Ein guter Bekannter von mir plant, ein Haus auf einem Erbbaugrundstück über einen Bauträger zu bauen.
Der Bauträger (im Vertrag „Erbbauberechtigter“ genannt) hat das komplette Land von der Eigentümerin für einen festen Betrag pro Monat erhalten und mein Bekannter bekommt hiervon eine Parzelle von rund 500 m2 zugewiesen.
Er mußte dazu einen „Untererbbaurechts“-Vertrag bei einem Notar unterschreiben.
Bis hierhin alles anscheinend OK (oder ?).
Jetzt aber haben mittlerweile 2 Banken die Finanzierung des Gebäudes abgelehnt und ihn mit dem Hinweis „… diese Art Verträge sind mit äußerster Vorsicht zu geniessen…“ o.ä. sehr verunsichert. Da sie aber keine Hinweise lieferten, warum sie diese Äußerungen gemacht haben, habe ich angeboten, mal bei „Spezialisten“ zu fragen )
Woran könnte es wohl liegen, daß die Banken diese und ähnliche Äußerungen machten ? Der Vertrag liegt vor, jedoch scheint mir (als Laie) keine besondere Schwierigkeit zu bestehen.
Kann es vielleicht etwas mit der Sicherheit (durch Untererbbaurecht) zu tun haben ?
Oder lehnen Banken grundsätzlich solche Dinge ab ?
Ich wollte Euch und mir zuliebe nicht den gesamten Vertrag hier abbilden, könnte ihn aber evtl. faxen oder auf einer Site bereitstellen, falls der Wortlaut hierfür wichtig wäre.
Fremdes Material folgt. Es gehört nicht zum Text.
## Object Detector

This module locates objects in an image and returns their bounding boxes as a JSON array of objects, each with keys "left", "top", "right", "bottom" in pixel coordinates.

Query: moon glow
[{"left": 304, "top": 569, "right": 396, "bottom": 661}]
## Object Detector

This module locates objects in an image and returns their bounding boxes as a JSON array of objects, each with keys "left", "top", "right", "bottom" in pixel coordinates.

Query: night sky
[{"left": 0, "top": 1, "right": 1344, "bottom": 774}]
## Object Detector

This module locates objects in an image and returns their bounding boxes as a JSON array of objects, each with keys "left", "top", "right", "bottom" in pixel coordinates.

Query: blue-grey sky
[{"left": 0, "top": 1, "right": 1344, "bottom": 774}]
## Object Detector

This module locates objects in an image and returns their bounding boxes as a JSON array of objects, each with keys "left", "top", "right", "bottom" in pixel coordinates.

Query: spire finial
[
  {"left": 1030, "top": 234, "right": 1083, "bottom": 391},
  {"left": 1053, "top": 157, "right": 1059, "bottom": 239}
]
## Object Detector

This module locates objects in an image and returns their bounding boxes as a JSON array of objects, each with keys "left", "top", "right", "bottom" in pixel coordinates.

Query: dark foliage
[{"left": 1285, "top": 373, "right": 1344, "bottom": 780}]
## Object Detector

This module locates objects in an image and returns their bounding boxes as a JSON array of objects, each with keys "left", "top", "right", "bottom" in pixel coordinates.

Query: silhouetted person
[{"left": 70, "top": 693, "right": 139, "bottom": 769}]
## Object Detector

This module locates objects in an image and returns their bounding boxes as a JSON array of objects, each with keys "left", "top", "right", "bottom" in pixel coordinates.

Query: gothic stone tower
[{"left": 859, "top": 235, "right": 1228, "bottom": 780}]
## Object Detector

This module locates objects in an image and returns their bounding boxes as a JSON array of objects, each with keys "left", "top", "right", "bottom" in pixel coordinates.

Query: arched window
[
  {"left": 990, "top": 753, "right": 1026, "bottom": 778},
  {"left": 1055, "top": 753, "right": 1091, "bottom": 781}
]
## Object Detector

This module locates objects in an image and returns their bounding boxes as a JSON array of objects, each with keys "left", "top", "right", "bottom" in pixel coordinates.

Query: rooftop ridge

Bitte um Hilfe und Info, welche Angaben aus dem Vertrag „schwierig“ sein könnten.
Danke !
Er mußte dazu einen
„Untererbbaurechts“-Vertrag bei einem
Notar unterschreiben.
Bis hierhin alles anscheinend OK (oder
?).
Das Problem (und die Unübersichtlichkeit)besteht u.A. darin, dass zwei privatrechtliche (Erbbaurecht-)Verträge direkt miteinander verwoben werden, ohne dass alle Vertragspartner auch Rechte und Pflichten gegenüber allen anderen Beteiligten haben. Das kann den Fachmann mühen und den Laien (wenn er denn lieber etwas vorsichtig ist) abschrecken.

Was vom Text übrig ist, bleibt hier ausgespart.